Text to Image Model in Keras

This is a blog post accompanying the github repo here: github.com/apapiu/guided-diffusion-keras. Over time I will most likely add more posts related to the repo around in/outpainting, latent diffusion, stable diffusion etc. so make sure to come back :)

Below I will talk about learnings while training a CLIP conditioned Text to Image Diffusion model on Colab in Keras. See below for notebooks and examples with prompts.

Images generated for the prompt: A small village in the Alps, spring, sunset

Images generated for the prompt: Portrait of a young woman with curly red hair, photograph

(more exampes below - try with your own inputs in Colab here: )

Intro

The goal of this repo is to provide a simple, self-contained codebase for Text to Image Diffusion that can be trained in Colab in a reasonable amount of time.

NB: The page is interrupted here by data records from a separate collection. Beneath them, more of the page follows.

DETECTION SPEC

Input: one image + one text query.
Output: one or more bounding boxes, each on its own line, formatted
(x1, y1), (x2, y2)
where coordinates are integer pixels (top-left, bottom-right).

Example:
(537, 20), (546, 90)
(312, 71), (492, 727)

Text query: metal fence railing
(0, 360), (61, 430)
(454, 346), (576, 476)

While there are a lot of great resources around the math and usage of diffusion models I haven’t found many specifically focused on training text to img diffusion models. Particularly the idea of training a Dall-E 2 or Stable Diffusion like model feels like a daunting task requiring immense computational resources and data. Turns out you can accomplish quite a lot with little resources and without having a PhD in thermodynamics! The easiest way to get aquainted with the code is thru the notebooks below.

Credits/Resources

Original Unet implementation in this excellent blog post - most of the code and Unet architecture in denoiser.py is based on this. I have added additional text/CLIP/masking embeddings/inputs and cross/self attention.
Conditional CIFAR Model in Pytorch
Laion Aesthetics 6.5+ Dataset - The 625K image-text pairs with predicted aesthetics scores of 6.5 or higher was used for training.
Text 2 img package
Variational Diffusion Models (Paper)
DDIM Paper

Notebooks

If you are just starting out I recommend trying out the next two notebook in order. The first should be able to get you recognizable images on the Fashion Mnist dataset within minutes!

Train Class Conditional Fashion MNIST/CIFAR
- To try out the code you can use the notebook above in colab. It is set to train on the fashion mnist dataset. You should be able to see reasonable image generations withing 5 epochs (5-20 minutes depending on GPU)!
- For CIFAR 10/100 - you just have to change the file_name. You can get reasonable results after 25 epochs for CIFAR 10 and 40 epochs for CIFAR 100. Training 50-100 epochs is even better.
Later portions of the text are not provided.